= Darwin Richardson =

Darwin Charles Richardson (June 29, 1812 – November 13, 1860) was an early convert to the Latter Day Saint movement, a Mormon pioneer, and was among the first Mormon missionaries to preach on the island of Jamaica.

Richardson was born in Lisbon, New Hampshire. Little is known of his life prior to his becoming a Latter Day Saint follower of Joseph Smith sometime before 1834. In 1834, he was a member of Zion's Camp that traveled from Ohio to Missouri in an attempt to assist Latter Day Saints there.

In 1835, Richardson became an inaugural member of the First Quorum of Seventy.
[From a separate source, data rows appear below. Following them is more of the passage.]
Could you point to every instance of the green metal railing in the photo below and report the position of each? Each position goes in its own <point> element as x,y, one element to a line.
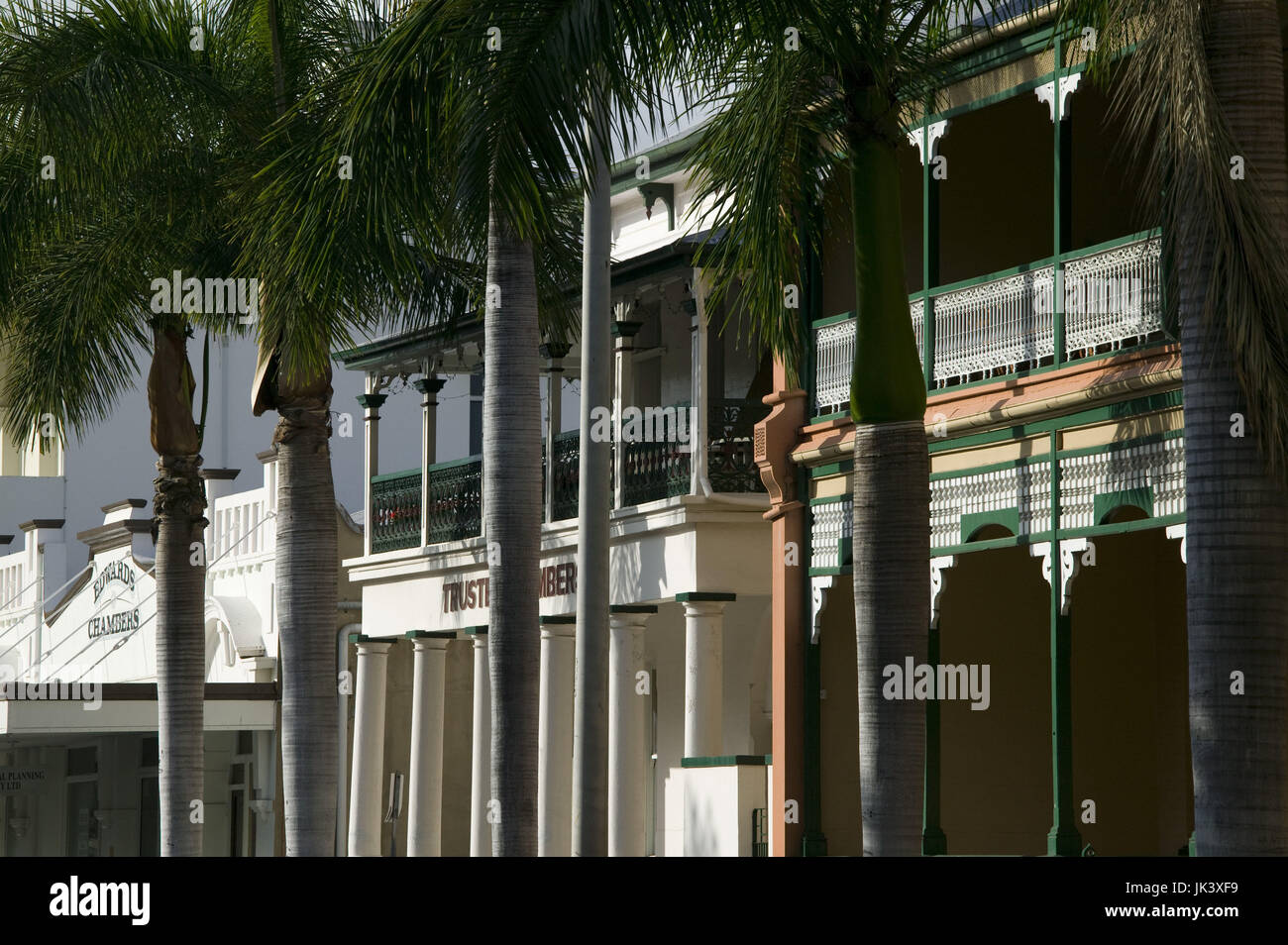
<point>656,468</point>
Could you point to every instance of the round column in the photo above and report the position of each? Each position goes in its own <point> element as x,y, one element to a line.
<point>481,779</point>
<point>629,704</point>
<point>554,772</point>
<point>369,748</point>
<point>703,674</point>
<point>425,790</point>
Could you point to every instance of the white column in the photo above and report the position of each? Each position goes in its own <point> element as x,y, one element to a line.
<point>369,750</point>
<point>429,387</point>
<point>627,730</point>
<point>370,403</point>
<point>481,781</point>
<point>554,772</point>
<point>555,353</point>
<point>425,807</point>
<point>703,674</point>
<point>623,390</point>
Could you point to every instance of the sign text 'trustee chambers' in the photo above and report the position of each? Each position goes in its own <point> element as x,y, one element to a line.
<point>555,580</point>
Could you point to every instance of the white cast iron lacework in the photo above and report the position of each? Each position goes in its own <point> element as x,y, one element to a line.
<point>1113,296</point>
<point>832,522</point>
<point>1025,486</point>
<point>1128,467</point>
<point>835,347</point>
<point>1003,323</point>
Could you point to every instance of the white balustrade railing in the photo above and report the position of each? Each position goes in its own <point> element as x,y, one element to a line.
<point>240,518</point>
<point>1112,297</point>
<point>1004,323</point>
<point>833,366</point>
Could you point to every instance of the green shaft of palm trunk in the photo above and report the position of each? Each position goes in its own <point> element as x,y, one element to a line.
<point>892,532</point>
<point>180,577</point>
<point>305,599</point>
<point>511,496</point>
<point>1236,514</point>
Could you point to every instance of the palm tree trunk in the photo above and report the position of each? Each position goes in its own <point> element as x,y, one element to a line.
<point>892,490</point>
<point>180,649</point>
<point>511,496</point>
<point>305,612</point>
<point>590,725</point>
<point>1236,515</point>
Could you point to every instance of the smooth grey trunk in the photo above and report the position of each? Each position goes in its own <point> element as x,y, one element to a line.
<point>305,600</point>
<point>511,502</point>
<point>593,502</point>
<point>892,615</point>
<point>1236,514</point>
<point>180,652</point>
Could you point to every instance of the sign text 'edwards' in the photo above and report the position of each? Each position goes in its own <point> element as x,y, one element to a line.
<point>555,580</point>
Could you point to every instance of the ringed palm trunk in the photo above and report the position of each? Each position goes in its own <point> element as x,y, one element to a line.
<point>1236,515</point>
<point>180,577</point>
<point>892,496</point>
<point>305,600</point>
<point>511,496</point>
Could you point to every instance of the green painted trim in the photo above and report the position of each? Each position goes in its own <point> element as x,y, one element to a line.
<point>1006,518</point>
<point>825,417</point>
<point>454,464</point>
<point>831,572</point>
<point>1124,527</point>
<point>390,476</point>
<point>1120,409</point>
<point>827,499</point>
<point>725,760</point>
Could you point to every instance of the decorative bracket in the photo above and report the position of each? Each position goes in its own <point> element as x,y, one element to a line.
<point>938,566</point>
<point>1177,532</point>
<point>1046,93</point>
<point>818,604</point>
<point>934,132</point>
<point>1070,563</point>
<point>666,193</point>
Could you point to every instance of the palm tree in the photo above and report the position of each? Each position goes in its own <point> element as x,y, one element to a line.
<point>80,250</point>
<point>1203,94</point>
<point>467,130</point>
<point>809,90</point>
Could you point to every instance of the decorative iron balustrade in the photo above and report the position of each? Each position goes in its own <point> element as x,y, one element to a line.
<point>455,499</point>
<point>395,510</point>
<point>567,472</point>
<point>730,446</point>
<point>1112,299</point>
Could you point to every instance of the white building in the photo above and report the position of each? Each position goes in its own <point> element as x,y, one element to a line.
<point>78,765</point>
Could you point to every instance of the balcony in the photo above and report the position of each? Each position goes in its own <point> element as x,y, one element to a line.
<point>1008,322</point>
<point>653,472</point>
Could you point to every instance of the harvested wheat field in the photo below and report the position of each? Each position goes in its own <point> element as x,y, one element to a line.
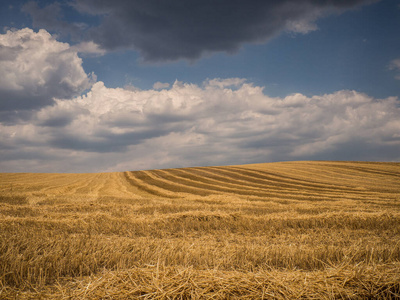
<point>309,230</point>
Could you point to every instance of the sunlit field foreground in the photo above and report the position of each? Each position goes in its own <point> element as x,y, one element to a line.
<point>321,230</point>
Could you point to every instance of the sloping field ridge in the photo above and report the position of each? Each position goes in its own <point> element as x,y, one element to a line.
<point>289,230</point>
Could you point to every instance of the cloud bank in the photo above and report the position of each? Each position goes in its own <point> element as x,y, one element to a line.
<point>50,124</point>
<point>34,69</point>
<point>220,122</point>
<point>181,29</point>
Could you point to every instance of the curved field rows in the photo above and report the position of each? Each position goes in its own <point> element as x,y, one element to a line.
<point>281,230</point>
<point>292,180</point>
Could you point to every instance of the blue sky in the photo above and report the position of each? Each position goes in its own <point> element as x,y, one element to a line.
<point>124,85</point>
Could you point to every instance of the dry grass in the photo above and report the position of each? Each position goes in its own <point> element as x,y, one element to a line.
<point>315,230</point>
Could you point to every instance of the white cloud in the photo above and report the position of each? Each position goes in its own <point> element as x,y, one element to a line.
<point>160,85</point>
<point>395,65</point>
<point>220,122</point>
<point>88,48</point>
<point>35,68</point>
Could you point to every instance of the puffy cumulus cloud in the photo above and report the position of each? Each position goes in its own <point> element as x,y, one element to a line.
<point>181,29</point>
<point>219,122</point>
<point>160,85</point>
<point>395,65</point>
<point>34,69</point>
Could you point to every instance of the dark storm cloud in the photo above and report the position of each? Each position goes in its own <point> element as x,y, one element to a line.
<point>181,29</point>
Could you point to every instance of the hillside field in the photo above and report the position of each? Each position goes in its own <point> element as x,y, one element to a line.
<point>290,230</point>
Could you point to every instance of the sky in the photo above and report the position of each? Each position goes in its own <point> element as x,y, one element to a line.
<point>100,86</point>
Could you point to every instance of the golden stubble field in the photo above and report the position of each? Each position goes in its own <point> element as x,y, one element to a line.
<point>320,230</point>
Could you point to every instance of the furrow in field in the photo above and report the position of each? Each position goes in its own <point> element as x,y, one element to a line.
<point>349,176</point>
<point>176,182</point>
<point>143,182</point>
<point>172,184</point>
<point>337,173</point>
<point>202,176</point>
<point>189,180</point>
<point>280,180</point>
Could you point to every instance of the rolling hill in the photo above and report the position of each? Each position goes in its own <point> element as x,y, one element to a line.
<point>276,230</point>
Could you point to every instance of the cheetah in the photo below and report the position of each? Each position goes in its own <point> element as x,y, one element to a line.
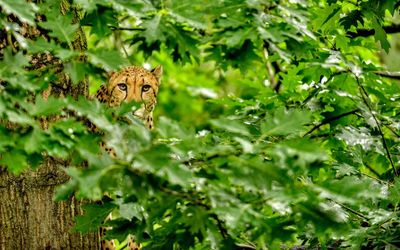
<point>131,84</point>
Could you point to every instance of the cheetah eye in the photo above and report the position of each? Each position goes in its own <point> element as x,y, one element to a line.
<point>122,86</point>
<point>146,88</point>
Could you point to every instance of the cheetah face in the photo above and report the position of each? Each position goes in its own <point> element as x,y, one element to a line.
<point>135,84</point>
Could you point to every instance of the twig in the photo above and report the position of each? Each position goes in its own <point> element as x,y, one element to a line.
<point>329,120</point>
<point>220,223</point>
<point>125,28</point>
<point>390,29</point>
<point>351,210</point>
<point>364,96</point>
<point>387,74</point>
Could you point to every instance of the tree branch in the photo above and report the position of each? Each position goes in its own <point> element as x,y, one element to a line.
<point>364,96</point>
<point>390,29</point>
<point>125,28</point>
<point>387,74</point>
<point>330,119</point>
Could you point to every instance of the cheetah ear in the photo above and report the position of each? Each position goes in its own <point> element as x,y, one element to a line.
<point>110,74</point>
<point>157,72</point>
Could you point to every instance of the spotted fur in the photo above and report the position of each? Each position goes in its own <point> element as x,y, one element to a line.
<point>131,84</point>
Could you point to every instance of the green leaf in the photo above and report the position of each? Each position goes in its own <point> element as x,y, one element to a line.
<point>380,35</point>
<point>285,122</point>
<point>232,126</point>
<point>25,11</point>
<point>61,27</point>
<point>109,59</point>
<point>153,31</point>
<point>93,218</point>
<point>351,19</point>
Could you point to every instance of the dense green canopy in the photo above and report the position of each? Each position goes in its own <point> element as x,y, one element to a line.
<point>277,123</point>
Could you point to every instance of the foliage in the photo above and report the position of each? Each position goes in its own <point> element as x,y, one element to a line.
<point>274,127</point>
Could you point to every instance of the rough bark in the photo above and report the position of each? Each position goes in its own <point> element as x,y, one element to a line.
<point>29,218</point>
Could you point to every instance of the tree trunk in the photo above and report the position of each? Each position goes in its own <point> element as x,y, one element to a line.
<point>29,218</point>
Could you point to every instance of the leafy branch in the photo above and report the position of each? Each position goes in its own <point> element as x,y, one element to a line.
<point>365,98</point>
<point>389,29</point>
<point>331,119</point>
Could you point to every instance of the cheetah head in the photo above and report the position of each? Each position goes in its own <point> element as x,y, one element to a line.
<point>136,84</point>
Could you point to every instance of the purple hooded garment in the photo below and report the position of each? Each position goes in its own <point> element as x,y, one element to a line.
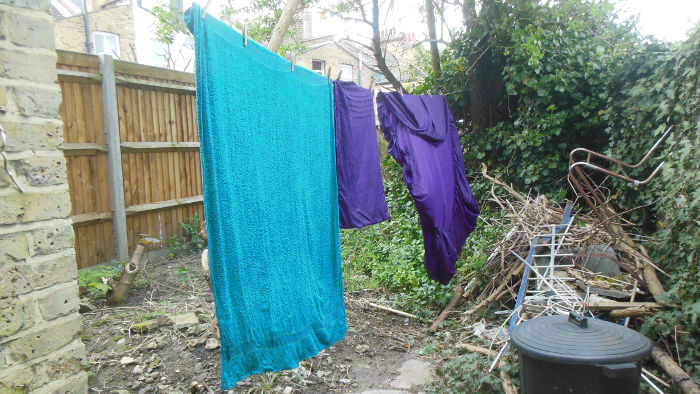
<point>361,199</point>
<point>423,138</point>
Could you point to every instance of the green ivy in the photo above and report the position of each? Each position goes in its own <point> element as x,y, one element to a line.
<point>660,86</point>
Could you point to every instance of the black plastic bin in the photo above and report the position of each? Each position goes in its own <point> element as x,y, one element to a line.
<point>571,354</point>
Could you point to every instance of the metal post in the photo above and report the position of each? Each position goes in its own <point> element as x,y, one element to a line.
<point>359,73</point>
<point>114,157</point>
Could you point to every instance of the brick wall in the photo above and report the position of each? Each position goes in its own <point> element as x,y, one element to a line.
<point>334,56</point>
<point>70,32</point>
<point>40,347</point>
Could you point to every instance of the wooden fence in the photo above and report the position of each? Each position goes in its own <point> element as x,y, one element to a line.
<point>132,152</point>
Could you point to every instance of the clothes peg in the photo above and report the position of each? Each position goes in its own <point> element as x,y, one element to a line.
<point>204,10</point>
<point>245,33</point>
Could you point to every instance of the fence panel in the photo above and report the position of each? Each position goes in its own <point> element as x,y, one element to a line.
<point>159,152</point>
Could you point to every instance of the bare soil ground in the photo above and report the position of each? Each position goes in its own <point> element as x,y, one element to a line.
<point>135,348</point>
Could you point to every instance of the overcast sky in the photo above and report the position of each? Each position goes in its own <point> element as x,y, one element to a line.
<point>669,20</point>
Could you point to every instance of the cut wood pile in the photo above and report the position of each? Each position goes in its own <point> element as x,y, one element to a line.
<point>611,276</point>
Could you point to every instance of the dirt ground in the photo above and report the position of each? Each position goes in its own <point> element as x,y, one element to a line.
<point>136,348</point>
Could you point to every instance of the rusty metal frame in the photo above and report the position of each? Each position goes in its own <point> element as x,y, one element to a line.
<point>584,182</point>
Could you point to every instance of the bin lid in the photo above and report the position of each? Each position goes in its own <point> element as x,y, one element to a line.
<point>576,340</point>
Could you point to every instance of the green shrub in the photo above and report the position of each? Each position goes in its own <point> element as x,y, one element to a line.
<point>90,280</point>
<point>189,239</point>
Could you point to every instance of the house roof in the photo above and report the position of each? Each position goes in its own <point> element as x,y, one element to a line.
<point>352,48</point>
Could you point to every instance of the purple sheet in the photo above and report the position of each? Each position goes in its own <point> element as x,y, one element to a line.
<point>423,138</point>
<point>361,199</point>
In January 1853, Richardson and three other Mormon missionaries arrived in Jamaica with the intent of preaching Mormonism throughout the West Indies. However, while they were visiting the American consul, a crowd of around 150 people surrounded the building and threatened violence if the "polygamists" were permitted to preach in Jamaica. Richardson and his companions left the island, but not before two of them had been shot at.

Richardson traveled to England to preach instead, and he returned to America in 1854 with over 2000 English converts. Richardson served as a captain of a company of Mormon pioneers that traveled across the United States to Utah Territory in 1854.

Richardson died in Salt Lake City, Utah Territory.